Tired of the neighbors locking their doors when you show up with more Zucchini?????
<center>OR</center>
Are you tired of locking your doors when the neighbors show up with more Zucchini????

Here is a nice Zucchini Bread recipe...wrapped well with foil and plastic bag it will keep in the freezer for a year, so you'll always have something on hand for when you can face the neighbors again...
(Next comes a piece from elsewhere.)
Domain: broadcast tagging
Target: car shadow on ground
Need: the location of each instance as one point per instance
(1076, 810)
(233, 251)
<center>ZUCCHINI BREAD</center>

BEAT:
-3 EGGS
-2 CUPS SUGAR
-3 TEASPOONS VANILLA
-1 CUP OIL
-3 TEASPOONS CINNAMON
ADD:
-1 TEASPOON BAKING POWDER
-1 TEASPOON SODA
-1 TEASPOON SALT
-3 CUPS GRATED ZUCCHINI
-1 CUP WALNUTS
-1 CUPS RAISINS
MIX: 
-3 CUPS FLOUR

SPOON INTO BREAD PANS AND BAKE AT 350* FOR 50-60 MINUTES OR UNTIL DONE....DEPENDING ON SIZE OF LOAF PAN.
MAKES 3 SMALL LOAVES...



ENJOY!!!


----------



## Waldo (Sep 13, 2006)

Going to have to try that wino...could you use the same recipe and substitute with Pumpkin


----------



## NorthernWinos (Sep 13, 2006)

Think you could use pumpkin and maybe some drained pineapple with it.....
Goggle Pumpkin Bread Recipes and see what you get there...
I have a recipe for carrot bread with drained crushed pineapple and coconut..it is also mighty good and freezes for a very long time...


----------



## Wade E (Sep 13, 2006)

I love all those breads and muffins UMMMMMMMMMMM!


----------



## Waldo (Sep 13, 2006)

I just cant imagine making something like that and it ever making it to the freezer...just ain't gonna happen around me


----------



## grapeman (Sep 13, 2006)

Waldo, remember you don't have room in the freezer right now anyway 'cause it's full of muscadines.


----------



## pkcook (Sep 13, 2006)

Pumpkins will be in very soon and that recipe sounds like it would be just the thing.


----------



## peterCooper (Sep 13, 2006)

Zucchini bread is gooooooood!!!!!


----------



## pkcook (Sep 14, 2006)

My mom made a zucchini/apple pie (no apples) and it was very hard to tell the difference from an apple. Even the texture was the same. Them zucs are a universal veggy!


----------